Volume 1 – Arco 1
Capitulo 17: Três Mentes - Parte 1
A biblioteca sempre fora um dos refúgios de Tiruli. Ali, entre as prateleiras altas e os livros empoeirados, ele se sentia em paz. O cheiro de papel envelhecido e o silêncio, quebrado apenas pelo soprar das páginas, eram como um abraço acolhedor. Era um dos poucos lugares onde ninguém o interrompia, onde podia se perder nas palavras e imaginar futuros possíveis.
Naquela tarde, caminhava entre as estantes, os dedos deslizando suavemente pelas lombadas gastas. Seus olhos percorriam os títulos com carinho, como quem buscava algo que ainda não sabia nomear. Magia natural. A conexão com o mundo, com as raízes, os ciclos, os seres ocultos nos cantos do tempo.
Ele sonhava em ser escritor. Queria descrever paisagens que fizessem o leitor respirar fundo, pintar com palavras o retrato da elfa que talvez um dia amasse, capturar em texto e imagem a dança silenciosa de animais místicos sob a névoa da manhã. Um dia, visitaria Sonark, no continente de Zhorá — onde dizia-se que a brisa tinha aroma de flores esquecidas e criaturas mágicas caminhavam ao lado dos vivos.

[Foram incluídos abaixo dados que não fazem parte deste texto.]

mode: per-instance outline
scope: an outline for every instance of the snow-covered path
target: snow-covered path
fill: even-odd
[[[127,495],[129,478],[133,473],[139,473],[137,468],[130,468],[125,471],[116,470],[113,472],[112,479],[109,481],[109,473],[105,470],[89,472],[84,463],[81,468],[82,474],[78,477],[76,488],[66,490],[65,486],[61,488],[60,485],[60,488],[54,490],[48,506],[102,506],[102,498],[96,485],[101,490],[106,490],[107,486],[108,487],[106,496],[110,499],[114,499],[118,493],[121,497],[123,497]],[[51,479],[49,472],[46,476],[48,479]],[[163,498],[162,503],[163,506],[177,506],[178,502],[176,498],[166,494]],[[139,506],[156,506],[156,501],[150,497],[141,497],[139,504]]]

Foi então que um ruído baixo, mas distinto, o tirou de seu devaneio.
Vozes vindas do outro lado da estante, na seção de mistérios antigos. Ele parou por um momento, os olhos estreitando-se enquanto ouvia a discussão. A primeira voz era feminina, e soava irritada, quase incomodada.
— Levanta daí, garoto! — disse ela, a frustração clara na sua entonação.
— Não quero — respondeu a segunda voz, mais calma, quase arrastada, mas cheia de uma resistência que Tiruli não pôde deixar de perceber.
Tiruli inclinou a cabeça, reconhecendo os donos das vozes. Naala, a Empata e Glomme, o Bambi Verde, sempre tão despreocupado.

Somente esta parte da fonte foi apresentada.